Edenismo e utopismo
«Tornando ao utopismo: se o pensamento criativo e herético de um inexistente
Topos a construir ou Civis virtual a edificar um dia, lugar inexistente
ou não-lugar (U-topos), como programa político vindouro ou futurante, ainda
que de algum modo prefigurado pelo Platão da Politeia, nasce
verdadeiramente com o subversivo Morus, o facto é que, entre nós,
semelhante concepção arquitectónico-conceptual não teve quem seguisse a lição
ou a simples sugestão como género de nova visão do paraíso:
- a nossa tão abundante literatura de viagens em nada aponta nesse sentido perigosamente inovador, pois o que ali achamos é sobretudo exotismo, deslumbramento perante uma natureza diferente, luxuriante e vivaz, o diverso, o paradisíaco, como o demonstrou o historiador brasileiro Sérgio Buarque Holanda no seu estudo clássico sobre esse mesmo tópico.
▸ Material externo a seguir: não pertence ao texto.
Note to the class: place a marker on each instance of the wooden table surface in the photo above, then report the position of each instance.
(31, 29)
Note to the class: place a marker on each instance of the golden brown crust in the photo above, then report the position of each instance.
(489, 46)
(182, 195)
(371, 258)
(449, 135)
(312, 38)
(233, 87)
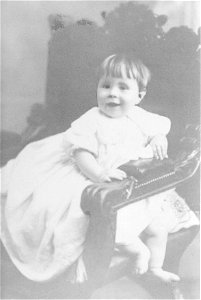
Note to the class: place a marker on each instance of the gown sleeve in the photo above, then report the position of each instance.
(82, 133)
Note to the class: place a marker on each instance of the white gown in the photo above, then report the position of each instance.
(43, 226)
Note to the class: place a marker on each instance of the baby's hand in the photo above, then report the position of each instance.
(113, 174)
(159, 145)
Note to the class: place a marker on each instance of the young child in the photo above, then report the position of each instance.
(43, 227)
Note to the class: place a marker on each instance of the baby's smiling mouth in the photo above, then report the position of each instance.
(113, 104)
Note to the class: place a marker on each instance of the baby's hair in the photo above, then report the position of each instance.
(122, 65)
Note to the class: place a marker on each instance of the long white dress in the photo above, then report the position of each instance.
(43, 226)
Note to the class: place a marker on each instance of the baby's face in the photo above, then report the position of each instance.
(116, 96)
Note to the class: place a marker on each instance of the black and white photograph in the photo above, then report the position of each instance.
(100, 149)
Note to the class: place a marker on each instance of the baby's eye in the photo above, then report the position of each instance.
(123, 87)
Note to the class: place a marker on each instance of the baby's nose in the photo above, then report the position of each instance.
(113, 92)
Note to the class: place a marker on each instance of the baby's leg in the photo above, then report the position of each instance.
(156, 241)
(141, 254)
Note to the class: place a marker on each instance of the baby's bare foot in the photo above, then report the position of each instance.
(142, 262)
(141, 265)
(165, 276)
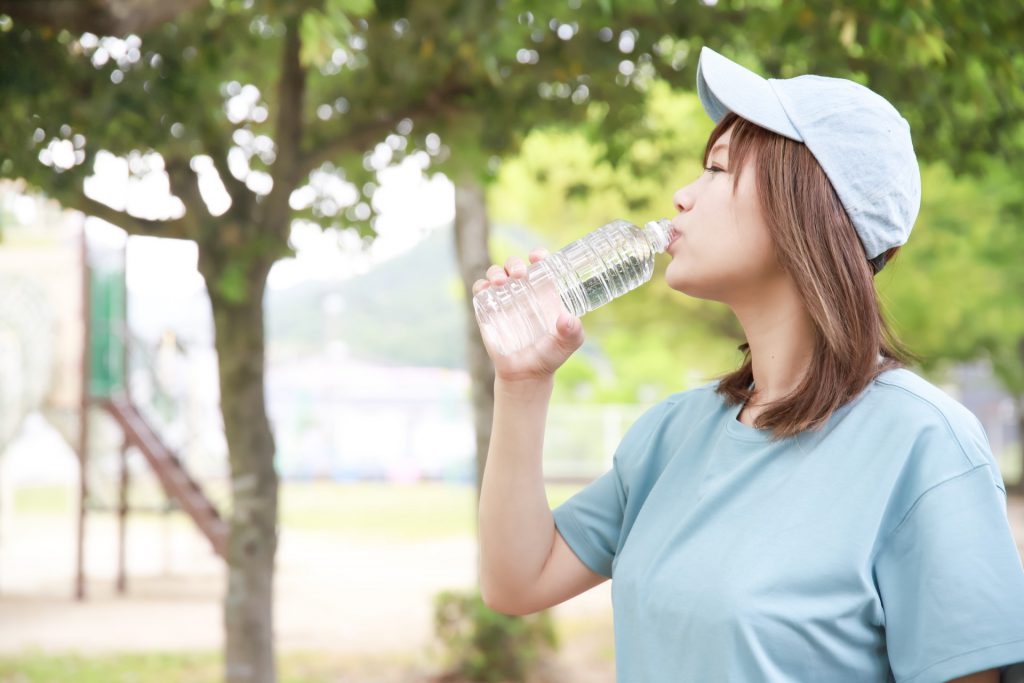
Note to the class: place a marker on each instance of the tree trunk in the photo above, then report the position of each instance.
(1018, 486)
(249, 655)
(471, 233)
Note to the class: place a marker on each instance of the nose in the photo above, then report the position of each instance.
(683, 199)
NOTA: Sérgio Buarque Holanda insiste no deslumbramento poético
dos portugueses ao darem com a luxuriante natureza tropical do mundo novo e
lembra ainda que não houve mito do Bom selvagem nos portugueses, nem nos
nossos descobridores do Brasil, nada que se assemelhasse à defesa dos índios
feita por um Las Casas. E remata: aquela visão relativamente plácida das
terras descobertas, que se espelha nas descrições de seus viajantes, já se
ressente, por menos que o pareça, de um conservantismo fundamental. [...]. O facto
é que desse conservantismo fundamental, e tanto mais genuíno quanto não é em
geral deliberado, parecem ressentir-se as actividades dos portugueses mesmo nas
esferas em que chegaram a realizar obra pioneira. [...]. Mesmo comparada à dos
castelhanos, tão aferrados como eles a tudo quanto, sem dano maior, pudesse
ainda salvar-se do passado medieval, sua obra ultramarina é eminentemente tradicionalista.
Este edenismo português dos Descobrimentos de um Novo
Mundo achado em terras realmente virginais do Brasil, ou mesmo em África ou
ainda nessa Ásia que, de igual modo, nos aparecia de todo estranha e
exotíssima, não era, nunca seria de facto utópico. Algo de semelhante ou
equivalente se dava com os nossos vizinhos ibéricos no mesmo afã de descobertas
e conquistas do Novo Mundo nas mesmas paragens ameríndias, já que a
única autêntica utopia que eles ali edificaram foi prática, não conceptual,
referimo-nos às reduções jesuíticas do Paraguai, a Republica do Paraguai, experiência de ditadura teocrática
cristã que teria o seu conhecido epílogo no século XVIII, quando lusos e
espanhóis se coligassem para derrubar aquela Cidade de Deus edificada pelos loiolanos,
tema de actualidade por via da célebre fantasia cinematográfica de Roland
Joffé, A Missão (1986), demasiado interessada em mostrar a maldade
laicizante dos soberanos ibéricos contra a alegadamente idílica e utópica república
guarani, esquecendo a fórmula acertadamente ácida que dela dera Voltaire no capítulo XIV do Candide
(1759):
- [...] o governo de los Padres [...]. É uma coisa admirável este governo. [...]. Los Padres ali têm tudo e os povos nada. É a obra prima da razão e da justiça.
Menos de dois séculos depois, uma outra alegoria satírica de um regime
totalitária, o sistema soviético russo, merecia a Orwell um verdadeiro remake
chamado Animal Farm, no qual los padres eram agora os Porcos, os membros do Partido, aqueles que decretavam
que, embora todos fossem iguais, alguns havia ainda mais iguais do que
outros…» In João Medina, Zé Povinho sem Utopia, Ensaio sobre o estereótipo
nacional português, C. M. de Cascais, ICES, Cascais, 2004, ISBN 972-637-118-X.